Skip to main content
To extract data from documents, create a Document skill. The scenario and technologies involved (available as activities) largely depend on the structure of documents you’re going to process. In general, documents can be categorized into the following types:

Document Types

Structured Documents

Structured documents (also known as fixed forms) always include the same information and have either the same layout or a very limited number of layouts. Examples of structured documents include forms, questionnaires, and surveys. Sample Structured Document

Semi-structured Documents

Semi-structured documents generally contain identical information, but the location, size, and number of fields may vary from document to document, which makes extracting data more difficult. Vantage will rely on spatial and logical relations existing between certain elements and fields to locate and extract the required data. Examples of semi-structured documents include invoices, payment orders, and bills of lading.
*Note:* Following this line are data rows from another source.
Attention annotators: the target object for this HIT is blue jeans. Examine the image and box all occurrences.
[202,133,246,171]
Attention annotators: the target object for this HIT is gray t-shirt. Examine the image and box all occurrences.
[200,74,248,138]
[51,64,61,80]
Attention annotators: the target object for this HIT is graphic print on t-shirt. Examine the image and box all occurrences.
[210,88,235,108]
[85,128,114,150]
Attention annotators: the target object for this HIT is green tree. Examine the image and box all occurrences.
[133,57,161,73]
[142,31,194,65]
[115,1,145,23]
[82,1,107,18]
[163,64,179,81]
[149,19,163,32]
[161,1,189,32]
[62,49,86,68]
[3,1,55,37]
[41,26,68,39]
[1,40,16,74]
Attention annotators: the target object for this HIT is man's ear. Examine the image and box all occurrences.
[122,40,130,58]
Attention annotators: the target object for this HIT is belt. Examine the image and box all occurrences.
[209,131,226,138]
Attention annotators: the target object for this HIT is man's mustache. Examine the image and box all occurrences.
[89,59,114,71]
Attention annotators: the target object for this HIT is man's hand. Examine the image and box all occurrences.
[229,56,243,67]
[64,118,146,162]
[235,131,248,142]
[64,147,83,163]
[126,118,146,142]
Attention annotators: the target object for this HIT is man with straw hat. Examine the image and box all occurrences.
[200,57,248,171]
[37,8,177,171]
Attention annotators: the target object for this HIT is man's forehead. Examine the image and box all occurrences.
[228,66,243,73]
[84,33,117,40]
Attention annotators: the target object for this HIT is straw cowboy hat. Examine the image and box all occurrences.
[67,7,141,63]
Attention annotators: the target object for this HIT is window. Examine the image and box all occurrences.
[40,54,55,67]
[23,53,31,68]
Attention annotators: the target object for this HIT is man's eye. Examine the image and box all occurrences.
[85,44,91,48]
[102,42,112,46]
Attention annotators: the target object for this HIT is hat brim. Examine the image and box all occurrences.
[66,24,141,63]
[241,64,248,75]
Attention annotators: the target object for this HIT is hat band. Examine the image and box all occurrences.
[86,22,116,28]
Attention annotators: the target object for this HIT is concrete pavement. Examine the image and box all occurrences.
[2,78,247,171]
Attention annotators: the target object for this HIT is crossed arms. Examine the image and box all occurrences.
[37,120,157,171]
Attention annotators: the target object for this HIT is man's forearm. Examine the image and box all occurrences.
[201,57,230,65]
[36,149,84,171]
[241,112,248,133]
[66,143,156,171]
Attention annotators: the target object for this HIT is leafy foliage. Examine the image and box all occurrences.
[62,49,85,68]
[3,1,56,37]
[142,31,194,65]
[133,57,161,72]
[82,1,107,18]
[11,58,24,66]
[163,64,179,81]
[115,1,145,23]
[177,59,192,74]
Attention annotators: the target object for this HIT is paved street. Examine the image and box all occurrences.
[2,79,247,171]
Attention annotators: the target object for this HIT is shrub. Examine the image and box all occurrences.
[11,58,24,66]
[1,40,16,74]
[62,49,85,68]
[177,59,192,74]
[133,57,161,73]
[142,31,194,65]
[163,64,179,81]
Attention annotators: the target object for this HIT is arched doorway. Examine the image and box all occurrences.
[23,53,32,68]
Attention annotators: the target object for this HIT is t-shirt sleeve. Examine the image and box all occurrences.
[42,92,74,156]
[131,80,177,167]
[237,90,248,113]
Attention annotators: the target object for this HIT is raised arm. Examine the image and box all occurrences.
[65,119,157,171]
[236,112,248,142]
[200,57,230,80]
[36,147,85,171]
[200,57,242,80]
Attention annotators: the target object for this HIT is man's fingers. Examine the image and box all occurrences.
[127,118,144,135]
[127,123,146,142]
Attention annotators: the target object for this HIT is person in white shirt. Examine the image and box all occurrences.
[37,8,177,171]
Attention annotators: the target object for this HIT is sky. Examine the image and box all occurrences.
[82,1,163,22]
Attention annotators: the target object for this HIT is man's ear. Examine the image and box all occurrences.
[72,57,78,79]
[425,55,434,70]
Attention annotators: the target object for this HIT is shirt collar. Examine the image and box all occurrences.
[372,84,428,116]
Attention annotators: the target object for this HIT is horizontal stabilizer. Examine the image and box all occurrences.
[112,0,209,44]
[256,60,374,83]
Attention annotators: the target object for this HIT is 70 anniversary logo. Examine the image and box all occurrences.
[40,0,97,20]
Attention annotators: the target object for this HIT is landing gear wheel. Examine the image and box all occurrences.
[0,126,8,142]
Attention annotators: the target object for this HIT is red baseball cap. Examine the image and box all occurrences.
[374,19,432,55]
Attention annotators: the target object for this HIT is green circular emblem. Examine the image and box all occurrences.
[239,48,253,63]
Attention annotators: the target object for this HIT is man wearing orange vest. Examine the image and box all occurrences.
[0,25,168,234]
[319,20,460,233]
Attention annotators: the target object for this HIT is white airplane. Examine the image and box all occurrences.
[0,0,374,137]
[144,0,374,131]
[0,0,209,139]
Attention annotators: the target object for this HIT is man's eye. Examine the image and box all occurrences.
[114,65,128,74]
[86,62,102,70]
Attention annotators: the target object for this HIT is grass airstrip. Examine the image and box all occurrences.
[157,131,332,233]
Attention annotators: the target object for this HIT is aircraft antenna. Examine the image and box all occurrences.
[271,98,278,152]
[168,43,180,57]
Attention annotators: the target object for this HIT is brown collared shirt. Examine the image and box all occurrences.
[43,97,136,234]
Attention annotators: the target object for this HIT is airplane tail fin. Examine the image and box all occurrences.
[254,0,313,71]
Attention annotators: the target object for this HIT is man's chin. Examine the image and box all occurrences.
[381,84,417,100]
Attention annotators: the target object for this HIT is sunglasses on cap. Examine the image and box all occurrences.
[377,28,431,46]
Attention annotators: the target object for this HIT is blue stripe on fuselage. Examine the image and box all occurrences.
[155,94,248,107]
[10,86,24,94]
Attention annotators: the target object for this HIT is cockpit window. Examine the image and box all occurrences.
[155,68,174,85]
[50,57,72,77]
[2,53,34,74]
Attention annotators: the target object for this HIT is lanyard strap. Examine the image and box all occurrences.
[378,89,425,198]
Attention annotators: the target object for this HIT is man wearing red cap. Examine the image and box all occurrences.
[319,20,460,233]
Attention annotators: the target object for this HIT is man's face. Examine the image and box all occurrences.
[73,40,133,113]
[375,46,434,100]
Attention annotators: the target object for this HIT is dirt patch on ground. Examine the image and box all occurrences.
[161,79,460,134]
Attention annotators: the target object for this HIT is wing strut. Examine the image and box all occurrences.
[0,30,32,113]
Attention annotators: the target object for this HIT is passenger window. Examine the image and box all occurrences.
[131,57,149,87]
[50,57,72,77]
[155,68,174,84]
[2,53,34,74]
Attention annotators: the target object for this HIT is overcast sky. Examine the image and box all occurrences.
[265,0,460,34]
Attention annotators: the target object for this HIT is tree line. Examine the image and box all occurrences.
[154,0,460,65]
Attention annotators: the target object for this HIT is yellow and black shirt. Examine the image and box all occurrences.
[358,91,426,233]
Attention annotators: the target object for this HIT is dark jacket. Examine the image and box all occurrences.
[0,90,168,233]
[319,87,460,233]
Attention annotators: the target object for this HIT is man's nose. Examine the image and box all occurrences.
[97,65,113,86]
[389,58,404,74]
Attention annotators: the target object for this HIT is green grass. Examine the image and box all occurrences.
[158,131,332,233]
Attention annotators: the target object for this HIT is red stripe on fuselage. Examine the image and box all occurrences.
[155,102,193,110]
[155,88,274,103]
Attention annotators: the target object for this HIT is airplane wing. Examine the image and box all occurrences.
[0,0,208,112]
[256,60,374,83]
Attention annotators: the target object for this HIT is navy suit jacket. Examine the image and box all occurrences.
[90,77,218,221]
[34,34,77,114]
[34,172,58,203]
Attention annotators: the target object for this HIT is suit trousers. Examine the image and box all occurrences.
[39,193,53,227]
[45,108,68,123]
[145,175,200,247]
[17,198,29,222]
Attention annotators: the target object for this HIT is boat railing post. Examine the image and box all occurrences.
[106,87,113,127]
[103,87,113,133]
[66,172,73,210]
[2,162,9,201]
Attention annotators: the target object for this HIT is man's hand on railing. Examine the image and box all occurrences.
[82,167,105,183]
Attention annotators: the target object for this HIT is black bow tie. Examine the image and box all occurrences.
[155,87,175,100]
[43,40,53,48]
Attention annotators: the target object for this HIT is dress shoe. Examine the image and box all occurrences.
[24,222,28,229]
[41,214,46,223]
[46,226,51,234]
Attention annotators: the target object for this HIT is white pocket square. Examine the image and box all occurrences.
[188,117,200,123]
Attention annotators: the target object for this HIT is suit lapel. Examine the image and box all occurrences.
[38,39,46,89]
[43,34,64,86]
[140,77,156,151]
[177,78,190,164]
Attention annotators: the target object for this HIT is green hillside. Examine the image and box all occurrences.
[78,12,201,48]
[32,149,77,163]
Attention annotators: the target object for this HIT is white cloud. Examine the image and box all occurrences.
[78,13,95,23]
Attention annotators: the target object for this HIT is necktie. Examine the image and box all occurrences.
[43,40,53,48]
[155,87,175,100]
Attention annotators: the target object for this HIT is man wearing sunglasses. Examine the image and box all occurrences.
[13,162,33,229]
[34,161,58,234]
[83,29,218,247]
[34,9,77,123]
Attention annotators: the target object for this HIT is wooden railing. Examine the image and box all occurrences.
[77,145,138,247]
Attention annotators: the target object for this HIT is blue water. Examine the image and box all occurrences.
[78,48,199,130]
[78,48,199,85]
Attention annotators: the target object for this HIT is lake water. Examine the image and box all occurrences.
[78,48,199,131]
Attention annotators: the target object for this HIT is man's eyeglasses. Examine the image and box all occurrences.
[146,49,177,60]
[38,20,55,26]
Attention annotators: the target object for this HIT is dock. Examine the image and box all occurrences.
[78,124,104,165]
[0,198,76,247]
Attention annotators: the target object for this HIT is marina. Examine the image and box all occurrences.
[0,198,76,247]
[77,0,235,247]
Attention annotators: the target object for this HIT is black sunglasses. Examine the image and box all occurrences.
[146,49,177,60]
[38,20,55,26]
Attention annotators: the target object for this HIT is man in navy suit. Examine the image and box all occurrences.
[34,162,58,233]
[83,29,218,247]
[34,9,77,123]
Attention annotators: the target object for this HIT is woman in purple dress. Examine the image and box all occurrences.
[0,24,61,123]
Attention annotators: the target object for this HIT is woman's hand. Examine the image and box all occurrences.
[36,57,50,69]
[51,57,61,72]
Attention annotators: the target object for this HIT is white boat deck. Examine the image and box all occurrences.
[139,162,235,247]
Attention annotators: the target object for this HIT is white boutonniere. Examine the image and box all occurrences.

Sample Semi-structured Document If your document set consists of structured or semi-structured documents, check out the scenarios in the Processing structured documents and Processing semi-structured documents sections.

Unstructured Documents

Unstructured documents consist of freeform text divided into paragraphs and sentences containing data that needs to be extracted. In some unstructured documents, a field may spill over the next page. Examples of unstructured documents include contracts, emails, and research articles. Sample Unstructured Document If your document set consists of unstructured documents, check out the scenarios in the Processing unstructured documents section.

Mixed Document Sets

If your document set contains both semi-structured and unstructured documents, or if your documents may have both semi-structured and unstructured content (for example, paragraphs of plain text alternating with tables), check out the scenarios in the Processing mixed document sets and documents of mixed structure section.